No released FRQ has used this term verbatim, but it's prime evidence for the interwar foreign policy debate that shows up constantly. Multiple-choice questions on Topic 7.11 often give you an excerpt about 1920s diplomacy and ask what it reveals about the U.S. role in the world. The right answer usually involves unilateral engagement, not pure isolationism. For essays, the Washington Conference is strong evidence in a continuity-and-change argument about U.S. foreign policy from Wilson's internationalism to 1930s isolationism to WWII intervention. The skill being tested isn't reciting the treaty ratios. It's explaining what the conference reveals: America wanted international stability without international obligations.

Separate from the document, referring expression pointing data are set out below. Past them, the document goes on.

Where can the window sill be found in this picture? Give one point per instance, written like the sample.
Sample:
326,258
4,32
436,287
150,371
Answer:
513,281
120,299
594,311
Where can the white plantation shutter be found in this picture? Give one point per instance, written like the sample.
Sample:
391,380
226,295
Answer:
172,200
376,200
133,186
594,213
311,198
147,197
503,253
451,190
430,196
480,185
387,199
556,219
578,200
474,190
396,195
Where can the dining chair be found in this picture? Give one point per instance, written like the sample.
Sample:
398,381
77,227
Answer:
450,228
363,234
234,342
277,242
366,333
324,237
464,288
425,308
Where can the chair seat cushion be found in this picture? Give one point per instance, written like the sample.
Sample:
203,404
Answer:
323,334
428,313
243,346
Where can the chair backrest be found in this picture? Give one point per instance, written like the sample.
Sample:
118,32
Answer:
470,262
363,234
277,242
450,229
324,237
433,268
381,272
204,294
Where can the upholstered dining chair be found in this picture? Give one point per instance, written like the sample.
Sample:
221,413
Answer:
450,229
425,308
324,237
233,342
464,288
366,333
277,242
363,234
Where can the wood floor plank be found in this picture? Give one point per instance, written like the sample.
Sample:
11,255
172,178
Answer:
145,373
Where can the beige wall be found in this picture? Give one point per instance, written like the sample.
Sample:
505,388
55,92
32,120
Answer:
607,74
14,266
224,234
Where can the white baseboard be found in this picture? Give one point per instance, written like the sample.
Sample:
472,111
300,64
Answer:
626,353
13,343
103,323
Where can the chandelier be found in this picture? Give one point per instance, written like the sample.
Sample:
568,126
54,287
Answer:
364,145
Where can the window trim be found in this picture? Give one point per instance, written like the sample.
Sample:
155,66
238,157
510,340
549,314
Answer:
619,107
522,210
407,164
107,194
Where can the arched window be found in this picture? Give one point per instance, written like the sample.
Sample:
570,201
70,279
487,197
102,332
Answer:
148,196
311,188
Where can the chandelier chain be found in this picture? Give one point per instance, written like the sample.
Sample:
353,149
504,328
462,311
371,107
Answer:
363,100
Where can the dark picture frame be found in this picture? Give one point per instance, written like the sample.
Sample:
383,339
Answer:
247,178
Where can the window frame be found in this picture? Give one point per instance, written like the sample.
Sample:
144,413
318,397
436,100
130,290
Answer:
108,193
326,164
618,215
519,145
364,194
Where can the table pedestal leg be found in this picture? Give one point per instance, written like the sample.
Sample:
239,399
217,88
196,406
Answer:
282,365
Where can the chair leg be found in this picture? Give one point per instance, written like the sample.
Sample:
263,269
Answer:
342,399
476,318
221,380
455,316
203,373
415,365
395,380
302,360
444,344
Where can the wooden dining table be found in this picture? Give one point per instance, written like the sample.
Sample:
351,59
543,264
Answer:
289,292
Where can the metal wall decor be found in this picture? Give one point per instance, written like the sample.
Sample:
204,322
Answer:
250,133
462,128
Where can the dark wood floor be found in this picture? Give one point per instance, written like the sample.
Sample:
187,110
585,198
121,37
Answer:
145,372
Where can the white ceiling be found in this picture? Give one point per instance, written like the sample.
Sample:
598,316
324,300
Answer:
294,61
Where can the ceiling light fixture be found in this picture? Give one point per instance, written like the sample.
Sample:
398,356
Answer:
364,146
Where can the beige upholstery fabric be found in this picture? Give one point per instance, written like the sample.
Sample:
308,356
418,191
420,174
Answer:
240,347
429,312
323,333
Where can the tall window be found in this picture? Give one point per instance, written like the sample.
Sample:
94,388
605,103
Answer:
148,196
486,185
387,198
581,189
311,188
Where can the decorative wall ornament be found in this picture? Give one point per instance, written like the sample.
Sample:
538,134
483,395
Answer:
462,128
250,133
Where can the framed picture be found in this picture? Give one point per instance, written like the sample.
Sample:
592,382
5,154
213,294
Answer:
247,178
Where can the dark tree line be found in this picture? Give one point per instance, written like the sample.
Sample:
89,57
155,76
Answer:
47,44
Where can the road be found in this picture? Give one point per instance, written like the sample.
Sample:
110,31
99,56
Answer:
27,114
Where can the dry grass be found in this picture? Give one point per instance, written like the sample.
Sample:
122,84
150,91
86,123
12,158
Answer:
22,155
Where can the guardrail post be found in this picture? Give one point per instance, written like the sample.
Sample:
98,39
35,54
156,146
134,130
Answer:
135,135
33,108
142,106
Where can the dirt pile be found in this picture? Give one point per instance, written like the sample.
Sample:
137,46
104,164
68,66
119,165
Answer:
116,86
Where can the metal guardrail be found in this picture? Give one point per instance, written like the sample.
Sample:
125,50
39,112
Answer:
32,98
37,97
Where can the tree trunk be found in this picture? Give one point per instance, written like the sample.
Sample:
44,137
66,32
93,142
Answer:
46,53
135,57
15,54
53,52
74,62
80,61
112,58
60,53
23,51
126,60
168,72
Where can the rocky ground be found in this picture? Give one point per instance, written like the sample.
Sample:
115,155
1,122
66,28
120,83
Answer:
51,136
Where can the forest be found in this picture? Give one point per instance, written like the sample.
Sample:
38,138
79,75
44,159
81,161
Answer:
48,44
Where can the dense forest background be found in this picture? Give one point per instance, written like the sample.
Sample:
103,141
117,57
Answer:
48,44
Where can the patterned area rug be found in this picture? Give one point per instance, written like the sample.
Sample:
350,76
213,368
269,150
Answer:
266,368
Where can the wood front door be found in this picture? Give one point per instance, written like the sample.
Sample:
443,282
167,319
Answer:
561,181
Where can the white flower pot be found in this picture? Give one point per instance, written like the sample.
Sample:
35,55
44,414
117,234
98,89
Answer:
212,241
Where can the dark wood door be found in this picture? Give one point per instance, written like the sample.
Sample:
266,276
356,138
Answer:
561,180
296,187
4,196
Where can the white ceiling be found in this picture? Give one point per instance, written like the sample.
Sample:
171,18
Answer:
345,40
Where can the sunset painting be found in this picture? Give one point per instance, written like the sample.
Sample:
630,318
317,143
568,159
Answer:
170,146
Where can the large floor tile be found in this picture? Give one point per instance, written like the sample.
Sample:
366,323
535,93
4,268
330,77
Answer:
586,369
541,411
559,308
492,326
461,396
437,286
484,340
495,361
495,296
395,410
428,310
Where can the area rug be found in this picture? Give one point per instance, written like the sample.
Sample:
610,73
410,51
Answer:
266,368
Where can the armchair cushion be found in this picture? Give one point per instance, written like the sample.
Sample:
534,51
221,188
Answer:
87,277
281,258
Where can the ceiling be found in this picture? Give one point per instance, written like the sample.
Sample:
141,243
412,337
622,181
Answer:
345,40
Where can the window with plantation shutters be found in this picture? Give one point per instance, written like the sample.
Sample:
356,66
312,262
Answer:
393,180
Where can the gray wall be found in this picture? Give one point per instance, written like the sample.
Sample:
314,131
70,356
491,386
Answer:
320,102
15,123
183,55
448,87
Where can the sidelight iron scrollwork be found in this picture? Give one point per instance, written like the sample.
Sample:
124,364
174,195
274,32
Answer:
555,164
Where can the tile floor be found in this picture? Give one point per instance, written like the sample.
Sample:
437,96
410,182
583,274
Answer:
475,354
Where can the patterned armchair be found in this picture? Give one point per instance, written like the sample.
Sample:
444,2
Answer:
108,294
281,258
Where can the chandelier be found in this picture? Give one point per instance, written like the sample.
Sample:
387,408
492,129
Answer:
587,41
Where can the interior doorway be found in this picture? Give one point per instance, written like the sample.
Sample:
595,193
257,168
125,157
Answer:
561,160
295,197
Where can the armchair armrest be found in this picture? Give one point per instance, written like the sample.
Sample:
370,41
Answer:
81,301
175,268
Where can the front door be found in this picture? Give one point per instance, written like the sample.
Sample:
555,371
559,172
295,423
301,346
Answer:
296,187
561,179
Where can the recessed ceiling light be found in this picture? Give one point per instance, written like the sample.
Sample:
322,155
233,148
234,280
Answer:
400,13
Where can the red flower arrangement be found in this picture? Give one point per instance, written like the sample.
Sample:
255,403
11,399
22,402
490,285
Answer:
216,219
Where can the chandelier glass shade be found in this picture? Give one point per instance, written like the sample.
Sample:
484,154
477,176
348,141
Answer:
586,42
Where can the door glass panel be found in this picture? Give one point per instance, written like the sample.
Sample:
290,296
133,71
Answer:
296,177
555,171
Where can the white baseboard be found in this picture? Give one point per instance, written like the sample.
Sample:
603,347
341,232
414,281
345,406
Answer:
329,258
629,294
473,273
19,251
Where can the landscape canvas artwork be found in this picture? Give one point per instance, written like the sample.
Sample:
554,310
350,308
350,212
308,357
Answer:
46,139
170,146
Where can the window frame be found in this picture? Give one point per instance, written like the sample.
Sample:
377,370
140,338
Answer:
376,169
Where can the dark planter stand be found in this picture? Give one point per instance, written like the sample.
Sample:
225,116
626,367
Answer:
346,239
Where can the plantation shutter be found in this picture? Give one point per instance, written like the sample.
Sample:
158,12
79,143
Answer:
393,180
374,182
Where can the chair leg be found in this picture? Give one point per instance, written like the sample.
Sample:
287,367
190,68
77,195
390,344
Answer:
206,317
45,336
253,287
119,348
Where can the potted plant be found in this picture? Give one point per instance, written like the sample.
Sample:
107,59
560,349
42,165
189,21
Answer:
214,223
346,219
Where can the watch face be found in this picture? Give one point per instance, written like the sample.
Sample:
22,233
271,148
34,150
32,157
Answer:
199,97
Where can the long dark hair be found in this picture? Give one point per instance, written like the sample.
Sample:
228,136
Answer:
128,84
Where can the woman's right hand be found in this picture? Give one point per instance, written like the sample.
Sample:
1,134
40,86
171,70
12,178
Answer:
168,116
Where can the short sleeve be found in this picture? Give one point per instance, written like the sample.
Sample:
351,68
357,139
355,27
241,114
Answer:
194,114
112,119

Both are 1920s peace diplomacy, so they blur together. The Washington Conference (1921-22) set concrete, enforceable-ish limits on naval construction among specific powers. The Kellogg-Briand Pact (1928) was a sweeping declaration 'outlawing' war with no enforcement mechanism at all. Quick test: if the question mentions battleships, ratios, or the Pacific, it's the Washington Conference. If it mentions renouncing war as policy, it's Kellogg-Briand.
The Washington Conference of 1921-22 was hosted by the United States to end the post-WWI naval arms race and ease tensions in the Pacific.
Its Five-Power Treaty limited battleship construction among the U.S., Britain, Japan, France, and Italy, while the Nine-Power Treaty pledged respect for China's territorial integrity and the Open Door.
The conference is the classic example of 1920s unilateral foreign policy, where the U.S. promoted international order through treaties while refusing to join the League of Nations (KC-7.3.II).
It proves that 'isolationism' after WWI didn't mean total withdrawal; the U.S. stayed diplomatically and economically active, just without binding alliances.
The agreements ultimately failed to restrain Japan, whose aggression in the 1930s helped unravel the interwar peace and pull the U.S. toward WWII.
It was a U.S.-hosted international meeting (1921-22) where major powers agreed to limit naval arms and stabilize the Pacific. Its biggest result was the Five-Power Treaty capping battleship construction among the U.S., Britain, Japan, France, and Italy.
Partly, yes. The U.S. clearly engaged in international diplomacy by hosting the conference, but it did so unilaterally, on its own terms, while still refusing to join the League of Nations. APUSH calls this a unilateral foreign policy, not pure isolationism.
The Washington Conference was the meeting itself, and the Five-Power Treaty was one agreement signed there. The conference also produced the Nine-Power Treaty protecting China's territorial integrity and the Open Door policy.
Short term, yes, it cooled the naval arms race in the 1920s. Long term, no. Japan abandoned the limits and expanded aggressively in the Pacific during the 1930s, and the U.S. didn't respond militarily until Pearl Harbor in 1941.
It's core evidence for Topic 7.11 and learning objective APUSH 7.11.A, the debate over America's proper role in the world. It shows the U.S. promoting international order through peace treaties while avoiding binding commitments, exactly what KC-7.3.II describes.